Taken from my ongoing project “The Music For John Cage”, which began about four years ago as both homage and an experiment that relates Cage’s musical formality to the instant compositions created though improvisation. As I started to move away from what I saw as improvised jazz in my own approach to music creation, I found myself delving, head first, into electro acoustic performing. I have found Cage’s use of the I-chi to control the play of his music a parallel to that of electro acoustic improvisation, EAI. I wanted to escape the role that the turntable or, in my case, a vintage record player has begun to take in contemporary music making. I found by re-interpreting 20th century new music, through both graphic scores and my own affectual feeling derived from recorded performances of the compositions, has allowed the record player to be used in a way that subverts its intention. I found Cage to be the perfect fodder for this notion.

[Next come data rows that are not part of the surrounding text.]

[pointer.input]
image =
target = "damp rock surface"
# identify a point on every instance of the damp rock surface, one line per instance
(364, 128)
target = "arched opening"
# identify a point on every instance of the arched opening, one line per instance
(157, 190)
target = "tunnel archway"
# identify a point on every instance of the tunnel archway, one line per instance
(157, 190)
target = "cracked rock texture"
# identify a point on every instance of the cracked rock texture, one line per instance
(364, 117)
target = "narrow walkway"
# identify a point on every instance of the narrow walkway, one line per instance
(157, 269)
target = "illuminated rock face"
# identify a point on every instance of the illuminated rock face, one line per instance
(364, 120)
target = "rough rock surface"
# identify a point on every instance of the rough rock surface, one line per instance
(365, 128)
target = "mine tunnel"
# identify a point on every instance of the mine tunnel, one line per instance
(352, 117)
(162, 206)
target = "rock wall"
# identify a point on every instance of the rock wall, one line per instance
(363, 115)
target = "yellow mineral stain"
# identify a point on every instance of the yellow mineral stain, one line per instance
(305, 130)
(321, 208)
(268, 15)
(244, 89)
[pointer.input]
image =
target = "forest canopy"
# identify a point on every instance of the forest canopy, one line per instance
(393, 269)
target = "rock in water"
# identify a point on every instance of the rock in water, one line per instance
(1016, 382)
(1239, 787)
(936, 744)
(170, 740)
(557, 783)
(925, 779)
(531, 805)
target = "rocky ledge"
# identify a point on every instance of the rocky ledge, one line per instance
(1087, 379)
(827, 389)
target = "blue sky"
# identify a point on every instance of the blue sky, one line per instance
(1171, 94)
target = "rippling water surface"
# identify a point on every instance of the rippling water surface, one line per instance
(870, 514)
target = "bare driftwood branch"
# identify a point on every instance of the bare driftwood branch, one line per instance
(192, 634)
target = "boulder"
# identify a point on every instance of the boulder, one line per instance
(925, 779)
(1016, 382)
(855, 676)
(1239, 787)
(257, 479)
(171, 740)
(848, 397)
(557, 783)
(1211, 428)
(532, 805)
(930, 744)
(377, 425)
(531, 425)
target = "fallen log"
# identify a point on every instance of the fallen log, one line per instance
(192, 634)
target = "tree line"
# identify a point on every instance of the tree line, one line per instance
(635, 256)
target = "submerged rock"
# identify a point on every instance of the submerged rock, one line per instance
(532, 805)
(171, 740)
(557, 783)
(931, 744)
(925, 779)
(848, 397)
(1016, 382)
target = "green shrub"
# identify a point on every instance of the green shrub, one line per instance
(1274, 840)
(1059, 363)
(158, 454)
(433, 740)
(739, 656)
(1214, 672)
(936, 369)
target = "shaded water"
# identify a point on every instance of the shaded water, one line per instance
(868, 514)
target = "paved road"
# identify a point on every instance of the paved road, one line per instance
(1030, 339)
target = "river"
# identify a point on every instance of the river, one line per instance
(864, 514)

In my re-interpretations of She is Asleep parts 1 &2, I use found aspects of the recordings of Cage’s rendition. I have taken these appropriated samples and processed them as acoustically created sounds that make up the rest of the piece. This work evolves around layers of simple Lo-Fi processing. Sometimes the original source material is evident, opening flaunted, like some of the vocalizing heard in Cage’s version of She is Asleep, others are transported into realms that have no mirrored reflection of it’s source. The record player is equipped with contact microphones that allow for me to generate sounds from the player itself. The platter can be scene as a sounding board, where objects can be dropped, placed, dragged, plucked and then processed. The same can be said for the motors, which are amplified and then processed.
Cage, for me, has a great relevance in the construction of 21st century new music, especially in the EAI movement where tonality has been dismissed. Invented sound and chance has become a paramount reality in my music. I see my work occupying a sturdy relationship to Cagean theory.